In the example below, if we were to manually set the dynamic range to [-5, 5] all values outside that will either be mapped to -127 or to 127 regardless of their value:
The major advantage is that the quantization error of the non-outliers is reduced significantly. However, the quantization error of outliers increases.
In the example, I showed a naive method of choosing an arbitrary range of [-5, 5]. The process of selecting this range is known as calibration which aims to find a range that includes as many values as possible while minimizing the quantization error.
Performing this calibration step is not equal for all types of parameters.
We can view the weights and biases of an LLM as static values since they are known before running the model. For instance, the ~20GB file of Llama 3 consists mostly of its weight and biases.
Since there are significantly fewer biases (millions) than weights (billions), the biases are often kept in higher precision (such as INT16), and the main effort of quantization is put towards the weights.
For weights, which are static and known, calibration techniques for choosing the range include:
-
Manually chosing a percentile of the input range
-
Optimize the mean squared error (MSE) between the original and quantized weights.
-
Minimizing entropy (KL-divergence) between the original and quantized values
Choosing a percentile, for instance, would lead to similar clipping behavior as we have seen before.
The input that is continuously updated throughout the LLM is typically referred to as “activations”.
Unlike weights, activations vary with each input data fed into the model during inference, making it challenging to quantize them accurately.
Since these values are updated after each hidden layer, we only know what they will be during inference as the input data passes through the model.
Broadly, there are two methods for calibrating the quantization method of the weights and activations:
-
Post-Training Quantization (PTQ)
-
Quantization after training
-
-
Quantization Aware Training (QAT)
-
Quantization during training/fine-tuning
-
One of the most popular quantization techniques is post-training quantization (PTQ). It involves quantizing a model’s parameters (both weights and activations) after training the model.
Quantization of the weights is performed using either symmetric or asymmetric quantization.
Quantization of the activations, however, requires inference of the model to get their potential distribution since we do not know their range.
There are two forms of quantization of the activations:
-
Dynamic Quantization
-
Static Quantization
After data passes a hidden layer, its activations are collected:
This distribution of activations is then used to calculate the zeropoint (z) and scale factor (s) values needed to quantize the output:
The process is repeated each time data passes through a new layer.
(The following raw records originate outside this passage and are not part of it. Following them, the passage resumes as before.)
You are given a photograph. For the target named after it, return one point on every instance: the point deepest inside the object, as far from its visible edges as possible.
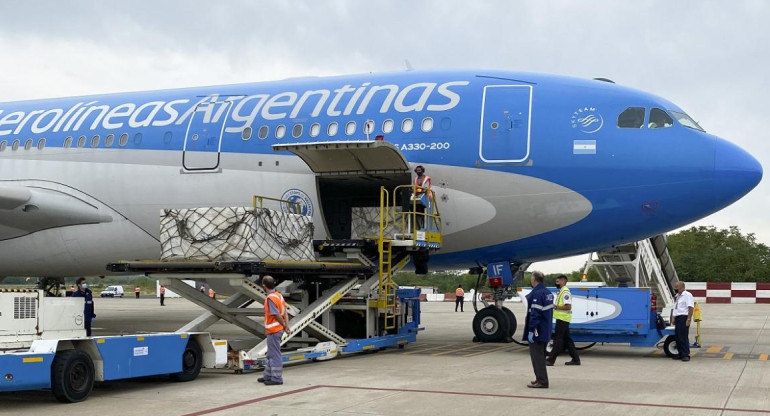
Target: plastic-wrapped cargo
(235, 234)
(365, 222)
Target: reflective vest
(561, 314)
(271, 324)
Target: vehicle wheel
(511, 321)
(491, 324)
(669, 347)
(192, 361)
(72, 376)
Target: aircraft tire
(491, 324)
(72, 376)
(192, 361)
(669, 347)
(511, 321)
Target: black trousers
(537, 354)
(459, 301)
(682, 332)
(561, 341)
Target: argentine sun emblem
(587, 120)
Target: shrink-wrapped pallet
(235, 234)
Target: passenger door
(203, 140)
(504, 135)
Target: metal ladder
(387, 287)
(645, 263)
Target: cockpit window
(631, 118)
(686, 121)
(659, 119)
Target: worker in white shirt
(682, 317)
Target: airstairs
(645, 263)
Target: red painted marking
(460, 393)
(743, 293)
(247, 402)
(718, 285)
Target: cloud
(709, 57)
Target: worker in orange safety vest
(460, 297)
(276, 324)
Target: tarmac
(444, 373)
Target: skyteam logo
(297, 200)
(587, 119)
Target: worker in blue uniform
(88, 312)
(537, 328)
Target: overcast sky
(709, 57)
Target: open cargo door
(349, 175)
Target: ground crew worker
(88, 310)
(537, 328)
(460, 297)
(562, 312)
(276, 323)
(682, 317)
(421, 194)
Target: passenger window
(263, 131)
(427, 124)
(315, 130)
(333, 128)
(369, 127)
(350, 128)
(631, 118)
(246, 133)
(280, 131)
(659, 119)
(406, 125)
(387, 126)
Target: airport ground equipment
(340, 292)
(43, 346)
(646, 263)
(617, 315)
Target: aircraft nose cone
(736, 173)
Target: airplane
(527, 167)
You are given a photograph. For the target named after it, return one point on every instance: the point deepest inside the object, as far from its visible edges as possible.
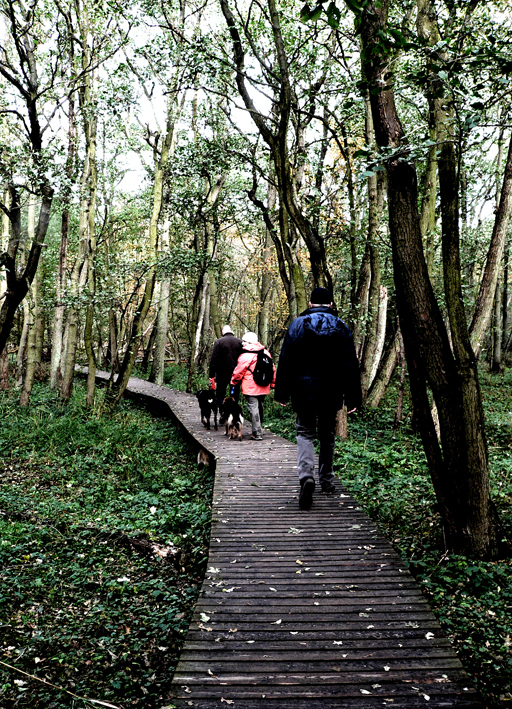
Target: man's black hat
(321, 296)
Therefore, each layer has its own separate z and s values and therefore different quantization schemes.
In contrast to dynamic quantization, static quantization does not calculate the zeropoint (z) and scale factor (s) during inference but beforehand.
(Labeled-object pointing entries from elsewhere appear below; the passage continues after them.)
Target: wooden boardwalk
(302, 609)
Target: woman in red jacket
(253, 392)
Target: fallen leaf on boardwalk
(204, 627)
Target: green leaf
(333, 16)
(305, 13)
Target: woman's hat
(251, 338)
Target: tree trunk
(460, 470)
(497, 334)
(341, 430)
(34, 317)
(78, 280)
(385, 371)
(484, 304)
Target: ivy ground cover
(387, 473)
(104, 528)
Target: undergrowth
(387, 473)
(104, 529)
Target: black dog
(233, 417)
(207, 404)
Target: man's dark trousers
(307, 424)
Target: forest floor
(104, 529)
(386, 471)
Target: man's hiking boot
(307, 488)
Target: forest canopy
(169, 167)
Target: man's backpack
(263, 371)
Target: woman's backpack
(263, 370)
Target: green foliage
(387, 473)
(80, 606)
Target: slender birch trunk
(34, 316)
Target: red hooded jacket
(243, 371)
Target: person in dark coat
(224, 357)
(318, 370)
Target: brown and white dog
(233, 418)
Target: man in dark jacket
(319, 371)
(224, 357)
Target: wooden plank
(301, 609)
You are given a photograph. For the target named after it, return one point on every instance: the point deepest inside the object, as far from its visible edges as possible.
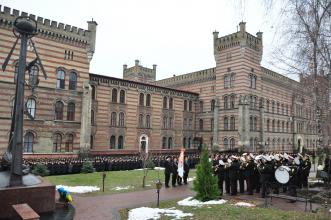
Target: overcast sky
(174, 34)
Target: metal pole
(17, 161)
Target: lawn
(228, 211)
(131, 179)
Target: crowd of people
(257, 172)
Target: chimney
(242, 26)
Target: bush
(150, 164)
(205, 184)
(87, 167)
(40, 170)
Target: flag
(181, 163)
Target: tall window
(71, 112)
(113, 119)
(121, 119)
(164, 142)
(58, 110)
(33, 75)
(112, 142)
(122, 96)
(169, 142)
(226, 102)
(148, 121)
(114, 95)
(141, 99)
(165, 102)
(148, 100)
(28, 142)
(31, 107)
(141, 120)
(212, 105)
(200, 124)
(226, 123)
(57, 141)
(120, 142)
(226, 143)
(232, 101)
(70, 143)
(60, 79)
(171, 103)
(232, 143)
(93, 92)
(73, 81)
(232, 123)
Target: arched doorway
(143, 143)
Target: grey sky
(174, 34)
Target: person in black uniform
(174, 172)
(167, 171)
(186, 170)
(233, 175)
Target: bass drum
(282, 174)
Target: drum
(282, 174)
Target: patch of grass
(132, 178)
(231, 212)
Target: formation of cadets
(258, 172)
(62, 166)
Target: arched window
(71, 112)
(113, 118)
(165, 102)
(33, 75)
(121, 119)
(58, 110)
(141, 99)
(169, 142)
(185, 105)
(212, 105)
(200, 124)
(226, 143)
(16, 72)
(57, 142)
(232, 143)
(70, 143)
(120, 142)
(164, 142)
(114, 95)
(141, 120)
(93, 92)
(148, 121)
(122, 96)
(112, 142)
(148, 100)
(226, 102)
(226, 123)
(60, 79)
(92, 117)
(171, 103)
(232, 123)
(31, 107)
(28, 142)
(73, 81)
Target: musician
(249, 173)
(233, 175)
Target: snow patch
(155, 213)
(245, 204)
(79, 189)
(193, 202)
(119, 188)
To find those values, a calibration dataset is used and given to the model to collect these potential distributions.
After these values have been collected, we can calculate the necessary s and z values to perform quantization during inference.
When you are performing actual inference, the s and z values are not recalculated but are used globally over all activations to quantize them.
In general, dynamic quantization tends to be a bit more accurate since it only attempts to calculate the s and z values per hidden layer. However, it might increase compute time as these values need to be calculated.
In contrast, static quantization is less accurate but is faster as it already knows the s and z values used for quantization.
Going below 8-bit quantization has proved to be a difficult task as the quantization error increases with each loss of bit. Fortunately, there are several smart ways to reduce the bits to 6, 4, and even 2-bits (although going lower than 4-bits using these methods is typically not advised).
We will explore two methods that are commonly shared on HuggingFace:
-
GPTQ (full model on GPU)
-
GGUF (potentially offload layers on the CPU)
GPTQ is arguably one of the most well-known methods used in practice for quantization to 4-bits.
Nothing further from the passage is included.